Oberender and colleagues conducted a national, multicenter study using a data subset from the binational Australian and New Zealand pediatric intensive care registry, which included 200,000 medical records with contributions from all eight Australian specialist, university-affiliated ICUs, as well as one neonatal pediatric ICU and 14 adult ICUs. The study period lasted from Jan. 1, 2015, through June 30, 2021.
Of 64,145 patients aged 17 years and younger identified through the registry, 813 children and adolescents (median age, 15.1 years; 67.7% girls) were admitted to the ICU for deliberate self-harm.

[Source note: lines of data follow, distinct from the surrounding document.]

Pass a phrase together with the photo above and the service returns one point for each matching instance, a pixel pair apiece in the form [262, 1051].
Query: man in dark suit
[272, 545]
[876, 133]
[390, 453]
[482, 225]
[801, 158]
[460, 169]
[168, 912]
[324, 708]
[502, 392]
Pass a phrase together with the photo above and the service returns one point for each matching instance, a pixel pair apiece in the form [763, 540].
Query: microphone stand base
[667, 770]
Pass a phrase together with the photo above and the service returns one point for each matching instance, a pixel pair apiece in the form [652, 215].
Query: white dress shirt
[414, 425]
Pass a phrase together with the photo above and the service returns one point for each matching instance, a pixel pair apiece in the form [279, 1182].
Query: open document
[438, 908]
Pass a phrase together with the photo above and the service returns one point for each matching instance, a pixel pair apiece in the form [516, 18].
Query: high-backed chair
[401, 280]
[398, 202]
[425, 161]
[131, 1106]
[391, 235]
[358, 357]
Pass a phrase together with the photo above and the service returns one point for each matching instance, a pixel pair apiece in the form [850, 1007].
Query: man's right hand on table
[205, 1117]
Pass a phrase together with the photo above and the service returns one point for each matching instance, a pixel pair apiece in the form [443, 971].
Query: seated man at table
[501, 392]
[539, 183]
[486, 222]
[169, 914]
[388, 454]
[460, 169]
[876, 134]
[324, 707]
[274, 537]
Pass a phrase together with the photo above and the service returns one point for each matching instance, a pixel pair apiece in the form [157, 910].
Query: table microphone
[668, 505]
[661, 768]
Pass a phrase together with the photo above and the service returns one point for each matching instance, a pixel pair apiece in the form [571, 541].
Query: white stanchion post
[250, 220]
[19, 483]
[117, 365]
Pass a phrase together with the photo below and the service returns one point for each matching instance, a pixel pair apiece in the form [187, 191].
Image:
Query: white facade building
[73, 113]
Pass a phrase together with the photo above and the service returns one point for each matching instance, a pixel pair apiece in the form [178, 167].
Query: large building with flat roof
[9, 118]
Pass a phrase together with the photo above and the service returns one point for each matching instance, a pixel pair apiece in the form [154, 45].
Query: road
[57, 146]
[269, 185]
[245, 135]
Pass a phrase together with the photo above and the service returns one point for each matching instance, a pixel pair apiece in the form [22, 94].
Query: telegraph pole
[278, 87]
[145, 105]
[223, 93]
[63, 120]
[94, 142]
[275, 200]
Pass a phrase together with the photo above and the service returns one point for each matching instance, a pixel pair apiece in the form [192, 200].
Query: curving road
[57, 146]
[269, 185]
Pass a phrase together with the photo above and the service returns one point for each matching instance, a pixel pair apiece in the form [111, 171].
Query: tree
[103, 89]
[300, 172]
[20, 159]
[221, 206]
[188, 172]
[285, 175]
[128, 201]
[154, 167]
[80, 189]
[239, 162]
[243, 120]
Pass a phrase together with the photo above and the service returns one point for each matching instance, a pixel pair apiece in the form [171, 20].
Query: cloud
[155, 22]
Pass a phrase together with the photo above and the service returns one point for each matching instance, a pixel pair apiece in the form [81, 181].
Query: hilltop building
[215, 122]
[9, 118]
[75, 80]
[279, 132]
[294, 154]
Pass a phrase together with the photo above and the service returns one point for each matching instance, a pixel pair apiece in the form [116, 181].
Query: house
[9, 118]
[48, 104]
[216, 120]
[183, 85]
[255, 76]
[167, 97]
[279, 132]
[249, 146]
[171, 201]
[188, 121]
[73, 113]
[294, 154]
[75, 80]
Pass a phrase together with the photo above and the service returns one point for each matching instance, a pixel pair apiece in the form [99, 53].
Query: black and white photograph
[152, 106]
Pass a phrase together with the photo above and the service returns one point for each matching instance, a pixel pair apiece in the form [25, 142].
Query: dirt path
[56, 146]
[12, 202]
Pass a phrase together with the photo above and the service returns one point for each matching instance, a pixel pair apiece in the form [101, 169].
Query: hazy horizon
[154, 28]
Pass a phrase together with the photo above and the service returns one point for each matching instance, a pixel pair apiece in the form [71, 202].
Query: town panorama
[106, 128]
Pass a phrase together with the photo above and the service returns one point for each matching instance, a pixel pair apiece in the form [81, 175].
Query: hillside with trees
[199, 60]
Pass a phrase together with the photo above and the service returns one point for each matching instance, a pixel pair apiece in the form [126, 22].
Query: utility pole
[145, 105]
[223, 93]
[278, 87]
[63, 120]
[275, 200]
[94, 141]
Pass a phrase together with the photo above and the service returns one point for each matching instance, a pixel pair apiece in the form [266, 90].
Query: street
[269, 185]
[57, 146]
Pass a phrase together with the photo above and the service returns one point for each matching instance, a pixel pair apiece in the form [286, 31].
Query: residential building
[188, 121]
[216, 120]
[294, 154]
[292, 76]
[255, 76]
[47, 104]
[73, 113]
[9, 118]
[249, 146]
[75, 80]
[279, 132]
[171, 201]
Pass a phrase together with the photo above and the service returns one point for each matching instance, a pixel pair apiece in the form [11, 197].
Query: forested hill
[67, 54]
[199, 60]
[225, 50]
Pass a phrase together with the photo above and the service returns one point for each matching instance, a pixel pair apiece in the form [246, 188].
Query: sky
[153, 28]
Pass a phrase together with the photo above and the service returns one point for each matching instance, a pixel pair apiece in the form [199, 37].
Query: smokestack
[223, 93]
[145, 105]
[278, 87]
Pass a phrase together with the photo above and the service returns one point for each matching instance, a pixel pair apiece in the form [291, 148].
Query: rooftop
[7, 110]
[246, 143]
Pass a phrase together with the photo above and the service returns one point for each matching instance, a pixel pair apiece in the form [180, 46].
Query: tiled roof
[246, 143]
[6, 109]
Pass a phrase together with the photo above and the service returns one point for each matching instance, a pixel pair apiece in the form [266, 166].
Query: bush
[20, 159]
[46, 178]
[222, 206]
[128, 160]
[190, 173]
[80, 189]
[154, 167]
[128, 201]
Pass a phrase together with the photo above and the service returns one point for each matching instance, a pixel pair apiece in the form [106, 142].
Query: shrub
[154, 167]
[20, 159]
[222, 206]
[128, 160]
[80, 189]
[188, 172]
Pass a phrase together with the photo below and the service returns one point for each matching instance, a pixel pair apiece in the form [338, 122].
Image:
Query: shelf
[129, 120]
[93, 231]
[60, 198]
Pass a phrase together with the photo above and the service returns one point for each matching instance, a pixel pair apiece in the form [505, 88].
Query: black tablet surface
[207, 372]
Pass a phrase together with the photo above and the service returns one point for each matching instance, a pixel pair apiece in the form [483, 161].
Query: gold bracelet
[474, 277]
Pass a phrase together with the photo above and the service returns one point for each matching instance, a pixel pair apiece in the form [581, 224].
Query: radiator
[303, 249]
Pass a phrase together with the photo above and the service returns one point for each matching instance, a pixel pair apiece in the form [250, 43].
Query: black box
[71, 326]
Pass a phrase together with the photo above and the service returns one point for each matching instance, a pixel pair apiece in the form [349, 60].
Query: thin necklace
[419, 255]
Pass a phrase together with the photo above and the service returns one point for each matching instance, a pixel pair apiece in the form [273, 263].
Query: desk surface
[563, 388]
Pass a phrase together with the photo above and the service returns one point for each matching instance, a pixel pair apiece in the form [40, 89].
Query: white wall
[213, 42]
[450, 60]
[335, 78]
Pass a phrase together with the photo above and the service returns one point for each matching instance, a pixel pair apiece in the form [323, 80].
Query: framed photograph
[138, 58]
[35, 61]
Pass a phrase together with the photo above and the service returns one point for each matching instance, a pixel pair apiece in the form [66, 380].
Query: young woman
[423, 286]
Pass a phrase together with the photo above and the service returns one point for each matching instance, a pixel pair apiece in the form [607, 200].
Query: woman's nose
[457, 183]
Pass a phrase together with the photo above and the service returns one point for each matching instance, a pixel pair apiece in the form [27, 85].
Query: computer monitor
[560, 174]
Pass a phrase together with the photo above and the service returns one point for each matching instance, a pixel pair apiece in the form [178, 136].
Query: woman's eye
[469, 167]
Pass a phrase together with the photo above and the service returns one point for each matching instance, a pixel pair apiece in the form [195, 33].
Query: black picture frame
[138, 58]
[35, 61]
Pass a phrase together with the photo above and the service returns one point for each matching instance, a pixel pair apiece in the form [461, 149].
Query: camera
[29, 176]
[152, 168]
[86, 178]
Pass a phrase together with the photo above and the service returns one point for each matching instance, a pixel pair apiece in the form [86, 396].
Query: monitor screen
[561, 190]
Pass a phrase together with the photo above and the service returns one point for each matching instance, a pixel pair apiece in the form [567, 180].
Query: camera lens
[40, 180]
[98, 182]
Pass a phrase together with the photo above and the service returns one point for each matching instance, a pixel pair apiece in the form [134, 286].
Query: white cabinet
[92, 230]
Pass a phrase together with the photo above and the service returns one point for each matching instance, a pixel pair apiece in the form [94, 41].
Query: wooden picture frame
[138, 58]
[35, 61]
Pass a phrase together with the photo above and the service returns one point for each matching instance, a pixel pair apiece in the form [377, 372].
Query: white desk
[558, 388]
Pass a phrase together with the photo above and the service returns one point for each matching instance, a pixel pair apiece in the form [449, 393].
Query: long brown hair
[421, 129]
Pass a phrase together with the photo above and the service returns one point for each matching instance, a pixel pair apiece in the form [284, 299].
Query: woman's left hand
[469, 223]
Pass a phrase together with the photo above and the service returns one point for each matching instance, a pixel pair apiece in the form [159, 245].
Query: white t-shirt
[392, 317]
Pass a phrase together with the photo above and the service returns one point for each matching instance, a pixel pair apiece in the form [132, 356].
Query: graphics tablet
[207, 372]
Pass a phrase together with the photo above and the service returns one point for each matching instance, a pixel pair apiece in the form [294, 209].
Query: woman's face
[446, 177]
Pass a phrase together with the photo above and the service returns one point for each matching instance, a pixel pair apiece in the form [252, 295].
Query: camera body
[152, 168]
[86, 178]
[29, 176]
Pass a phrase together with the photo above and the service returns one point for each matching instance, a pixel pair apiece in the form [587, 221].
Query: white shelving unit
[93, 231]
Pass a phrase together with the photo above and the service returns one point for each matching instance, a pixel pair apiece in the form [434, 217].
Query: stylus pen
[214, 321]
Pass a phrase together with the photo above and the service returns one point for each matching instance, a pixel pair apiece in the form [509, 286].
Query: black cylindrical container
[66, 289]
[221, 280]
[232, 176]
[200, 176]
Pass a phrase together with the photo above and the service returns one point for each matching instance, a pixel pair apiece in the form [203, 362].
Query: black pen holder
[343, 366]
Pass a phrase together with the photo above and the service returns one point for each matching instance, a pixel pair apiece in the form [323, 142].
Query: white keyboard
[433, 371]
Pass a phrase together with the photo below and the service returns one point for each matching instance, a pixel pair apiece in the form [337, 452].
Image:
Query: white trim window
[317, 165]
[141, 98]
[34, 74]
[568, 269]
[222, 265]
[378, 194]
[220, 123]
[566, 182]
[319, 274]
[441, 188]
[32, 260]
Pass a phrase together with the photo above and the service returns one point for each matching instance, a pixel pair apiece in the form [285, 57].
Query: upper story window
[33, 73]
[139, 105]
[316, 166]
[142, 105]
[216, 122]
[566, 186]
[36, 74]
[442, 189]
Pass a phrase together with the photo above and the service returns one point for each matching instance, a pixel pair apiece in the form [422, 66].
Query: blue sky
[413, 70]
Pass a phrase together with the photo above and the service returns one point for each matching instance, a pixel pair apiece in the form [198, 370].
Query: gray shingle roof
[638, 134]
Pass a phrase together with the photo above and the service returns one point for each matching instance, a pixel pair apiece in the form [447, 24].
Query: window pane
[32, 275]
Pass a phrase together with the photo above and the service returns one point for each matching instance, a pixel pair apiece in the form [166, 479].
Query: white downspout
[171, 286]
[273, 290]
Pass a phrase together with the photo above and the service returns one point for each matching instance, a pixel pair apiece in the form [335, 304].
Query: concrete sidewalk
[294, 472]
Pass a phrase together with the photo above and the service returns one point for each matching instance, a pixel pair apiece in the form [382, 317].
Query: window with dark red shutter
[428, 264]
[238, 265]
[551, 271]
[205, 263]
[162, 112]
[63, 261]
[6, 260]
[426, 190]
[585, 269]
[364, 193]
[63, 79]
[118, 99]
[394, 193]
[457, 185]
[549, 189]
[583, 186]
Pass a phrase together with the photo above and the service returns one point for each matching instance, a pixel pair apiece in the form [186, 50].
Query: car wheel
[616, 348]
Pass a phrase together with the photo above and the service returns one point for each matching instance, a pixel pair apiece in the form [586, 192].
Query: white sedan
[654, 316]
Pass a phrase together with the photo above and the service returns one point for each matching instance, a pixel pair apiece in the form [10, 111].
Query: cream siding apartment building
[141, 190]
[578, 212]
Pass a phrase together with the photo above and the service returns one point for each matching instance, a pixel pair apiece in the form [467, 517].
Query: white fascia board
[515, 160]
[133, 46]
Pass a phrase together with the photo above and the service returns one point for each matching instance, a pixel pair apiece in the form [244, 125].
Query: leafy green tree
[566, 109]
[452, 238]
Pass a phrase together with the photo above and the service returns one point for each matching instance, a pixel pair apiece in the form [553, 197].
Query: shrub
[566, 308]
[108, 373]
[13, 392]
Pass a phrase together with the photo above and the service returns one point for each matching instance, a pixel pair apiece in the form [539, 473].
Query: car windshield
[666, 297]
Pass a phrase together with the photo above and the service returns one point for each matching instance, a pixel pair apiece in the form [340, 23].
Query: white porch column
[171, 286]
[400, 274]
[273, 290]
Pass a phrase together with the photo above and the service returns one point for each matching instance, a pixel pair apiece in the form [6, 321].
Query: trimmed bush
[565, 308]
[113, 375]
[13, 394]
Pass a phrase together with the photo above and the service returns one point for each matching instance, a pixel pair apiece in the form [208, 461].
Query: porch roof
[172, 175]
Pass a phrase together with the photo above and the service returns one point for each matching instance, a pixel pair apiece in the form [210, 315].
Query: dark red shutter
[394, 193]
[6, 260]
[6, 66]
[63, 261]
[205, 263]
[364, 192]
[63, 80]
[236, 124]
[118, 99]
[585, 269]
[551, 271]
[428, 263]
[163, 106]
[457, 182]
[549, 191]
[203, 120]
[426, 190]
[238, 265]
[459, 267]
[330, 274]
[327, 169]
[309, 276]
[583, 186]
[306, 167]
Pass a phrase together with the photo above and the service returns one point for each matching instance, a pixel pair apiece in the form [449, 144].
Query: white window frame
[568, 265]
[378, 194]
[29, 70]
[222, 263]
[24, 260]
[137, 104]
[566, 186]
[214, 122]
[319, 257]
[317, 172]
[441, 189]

At the onset of the pandemic, monthly incidence of deliberate self-harm admissions increased from 7.2 admissions per 1 million children and adolescents in March 2020 to a peak of 11.4 admissions by August 2020 (OR of deliberate self-harm ICU admissions on or after vs. before March 2020 = 4.84; 95% CI, 1.09-21.53).
Conversely, the rate of all-cause ICU admissions per 1 million children and adolescents decreased from a monthly median of 150.9 to 91.7 in April 2020.
According to Oberender, the study did not identify factors that may have caused the rise in deliberate self-harm among pediatric ICU admissions.
“We did not make comparisons with jurisdictions around the world that had less robust approaches to public health but experienced the stresses and burdens associated with high rates of COVID-related disease and death,” he said.